Reputation: 6093
I have problems in finding a proper similarity measure for clustering. I have around 3000 arrays of sets, where each set contains features of certain domain (e.g., number, color, days, alphabets, etc). I'll explain my problem with an example.
Lets assume i have only 2 arrays(a1 & a2) and I want to find the similarity between them. each array contains 4 sets (in my actual problem there are 250 sets (domains) per array) and a set can be empty.
a1: {a,b}, {1,4,6}, {mon, tue, wed}, {red, blue,green}
a2: {b,c}, {2,4,6}, {}, {blue, black}
I have come with a similarity measure using Jaccard index (denoted as J):
sim(a1,a2) = [J(a1[0], a2[0]) + J(a1[1], a2[1]) + ... + J(a1[3], a2[3])]/4
note:I divide by total number of sets (in the above example 4) to keep the similarity between 0 and 1.

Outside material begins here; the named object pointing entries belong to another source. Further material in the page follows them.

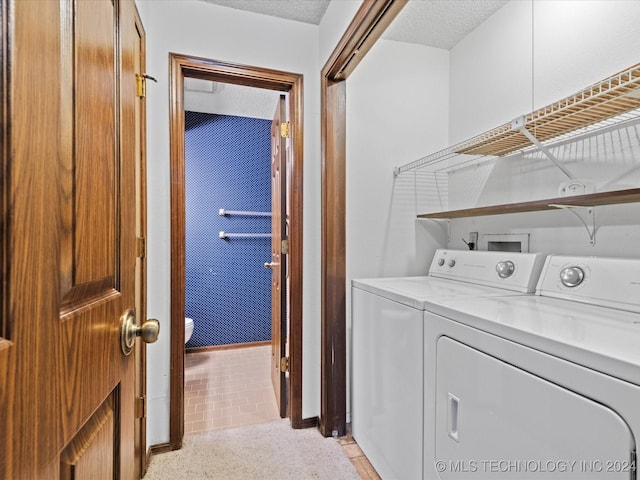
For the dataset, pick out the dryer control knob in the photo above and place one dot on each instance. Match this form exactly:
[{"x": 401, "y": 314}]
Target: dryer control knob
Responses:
[
  {"x": 505, "y": 269},
  {"x": 571, "y": 276}
]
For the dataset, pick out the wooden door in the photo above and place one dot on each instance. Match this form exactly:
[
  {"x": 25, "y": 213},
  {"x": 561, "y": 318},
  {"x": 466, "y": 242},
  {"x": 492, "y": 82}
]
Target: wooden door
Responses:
[
  {"x": 68, "y": 240},
  {"x": 278, "y": 259}
]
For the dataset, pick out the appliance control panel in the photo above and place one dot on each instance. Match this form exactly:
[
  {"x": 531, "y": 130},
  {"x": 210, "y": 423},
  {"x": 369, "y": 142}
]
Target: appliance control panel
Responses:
[
  {"x": 612, "y": 282},
  {"x": 509, "y": 270}
]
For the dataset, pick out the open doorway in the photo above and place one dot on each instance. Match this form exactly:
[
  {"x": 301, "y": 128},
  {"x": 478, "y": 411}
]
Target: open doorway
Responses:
[
  {"x": 232, "y": 206},
  {"x": 290, "y": 84}
]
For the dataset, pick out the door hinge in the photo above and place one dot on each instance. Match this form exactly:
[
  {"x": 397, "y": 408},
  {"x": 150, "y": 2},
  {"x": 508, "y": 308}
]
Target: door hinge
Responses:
[
  {"x": 284, "y": 364},
  {"x": 141, "y": 407},
  {"x": 284, "y": 129},
  {"x": 141, "y": 86},
  {"x": 141, "y": 247}
]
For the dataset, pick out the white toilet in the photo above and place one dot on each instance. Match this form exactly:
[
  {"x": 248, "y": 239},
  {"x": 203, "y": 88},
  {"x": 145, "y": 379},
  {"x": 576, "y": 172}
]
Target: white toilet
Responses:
[{"x": 188, "y": 329}]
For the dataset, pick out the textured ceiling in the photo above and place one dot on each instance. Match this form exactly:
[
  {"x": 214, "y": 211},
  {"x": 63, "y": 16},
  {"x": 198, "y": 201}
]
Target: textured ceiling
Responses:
[
  {"x": 435, "y": 23},
  {"x": 440, "y": 23},
  {"x": 307, "y": 11}
]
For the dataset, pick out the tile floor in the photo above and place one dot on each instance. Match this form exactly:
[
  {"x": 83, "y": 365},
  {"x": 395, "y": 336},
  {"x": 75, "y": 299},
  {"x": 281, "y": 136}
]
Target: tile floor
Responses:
[
  {"x": 232, "y": 388},
  {"x": 228, "y": 389}
]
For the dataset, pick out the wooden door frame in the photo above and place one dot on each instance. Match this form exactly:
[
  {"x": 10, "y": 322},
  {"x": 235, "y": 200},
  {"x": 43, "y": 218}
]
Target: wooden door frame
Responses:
[
  {"x": 141, "y": 313},
  {"x": 182, "y": 66},
  {"x": 368, "y": 24}
]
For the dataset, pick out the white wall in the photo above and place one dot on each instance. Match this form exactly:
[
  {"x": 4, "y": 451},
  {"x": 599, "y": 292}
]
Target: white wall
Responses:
[
  {"x": 210, "y": 31},
  {"x": 333, "y": 25},
  {"x": 525, "y": 56},
  {"x": 397, "y": 109}
]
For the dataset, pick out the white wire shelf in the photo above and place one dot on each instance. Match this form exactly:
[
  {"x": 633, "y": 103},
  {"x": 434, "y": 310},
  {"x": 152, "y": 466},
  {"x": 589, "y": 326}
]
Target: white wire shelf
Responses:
[{"x": 613, "y": 103}]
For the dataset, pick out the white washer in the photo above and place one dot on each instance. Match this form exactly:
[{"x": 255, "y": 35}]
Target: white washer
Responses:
[
  {"x": 388, "y": 347},
  {"x": 545, "y": 386}
]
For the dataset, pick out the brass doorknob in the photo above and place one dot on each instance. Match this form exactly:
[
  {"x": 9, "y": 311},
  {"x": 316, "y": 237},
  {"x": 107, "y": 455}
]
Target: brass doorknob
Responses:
[{"x": 148, "y": 331}]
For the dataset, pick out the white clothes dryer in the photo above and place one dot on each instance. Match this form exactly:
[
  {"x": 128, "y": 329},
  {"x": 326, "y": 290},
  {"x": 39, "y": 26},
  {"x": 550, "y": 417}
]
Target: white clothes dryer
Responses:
[
  {"x": 388, "y": 347},
  {"x": 544, "y": 386}
]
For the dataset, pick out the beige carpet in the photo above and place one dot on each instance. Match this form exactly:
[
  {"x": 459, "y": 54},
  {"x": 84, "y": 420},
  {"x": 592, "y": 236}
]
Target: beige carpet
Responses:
[{"x": 271, "y": 451}]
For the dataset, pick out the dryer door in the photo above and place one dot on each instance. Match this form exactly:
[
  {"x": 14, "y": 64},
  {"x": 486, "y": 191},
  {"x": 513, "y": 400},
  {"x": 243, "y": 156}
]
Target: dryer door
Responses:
[{"x": 494, "y": 420}]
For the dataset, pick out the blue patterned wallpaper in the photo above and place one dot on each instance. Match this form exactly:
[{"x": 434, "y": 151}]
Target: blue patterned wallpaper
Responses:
[{"x": 228, "y": 290}]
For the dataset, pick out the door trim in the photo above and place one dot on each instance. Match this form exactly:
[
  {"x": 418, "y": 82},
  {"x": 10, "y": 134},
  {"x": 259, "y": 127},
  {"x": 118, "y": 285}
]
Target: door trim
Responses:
[
  {"x": 182, "y": 66},
  {"x": 368, "y": 24}
]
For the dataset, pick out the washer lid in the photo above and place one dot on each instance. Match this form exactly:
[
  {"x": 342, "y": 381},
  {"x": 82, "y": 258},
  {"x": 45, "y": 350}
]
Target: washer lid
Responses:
[{"x": 421, "y": 292}]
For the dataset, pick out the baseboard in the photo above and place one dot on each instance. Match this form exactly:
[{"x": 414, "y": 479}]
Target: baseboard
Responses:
[
  {"x": 306, "y": 423},
  {"x": 230, "y": 346},
  {"x": 158, "y": 449}
]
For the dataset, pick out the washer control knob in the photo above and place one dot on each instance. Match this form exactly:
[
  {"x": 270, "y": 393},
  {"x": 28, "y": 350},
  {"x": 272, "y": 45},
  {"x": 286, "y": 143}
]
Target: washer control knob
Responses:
[
  {"x": 505, "y": 269},
  {"x": 571, "y": 276}
]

Is this a proper similarity measure and are there any flaws in this approach
. I am applying Jaccard index for each set separately because I want compare the similarity between related domains(i.e. color with color, etc...)
I am not aware of any other proper similarity measure for my problem.
Further, can I use this similarity measure for clustering purpose?
Upvotes: 0
Views: 613
Reputation: 77454
This should work for most clustering algorithms. Don't use k-means - it can handle numeric vector spaces only. But you have a vector-of-sets type of data.
You may want to use a different mean than the arithmetic average for combining the four Jaccard measures. Try the harmonic or geometric means. See, the average over 250 values will likely be somewhere close to 0.5 all the time, so you need a mean that is more "aggressive".
So the plan sounds good. Just try it, implement this similarity and plug it into various clustering algorithm and see if they find something. I like OPTICS for exploring data and distance functions, as the OPTICS plot can be very indicative whether (or not!) there is something to be found based on the distance function. If the plot is too flat, there just is not much to be found, it is like a representative sample of the distances in the data set...
I use ELKI, and they even have a tutorial on adding custom distance functions: http://elki.dbs.ifi.lmu.de/wiki/Tutorial/DistanceFunctions although you can probably just compute the distances with whatever tool you like and write them to a similarity matrix. At 3000 objects this will remain very manageable, 4200000 doubles is just a few MB.
Upvotes: 1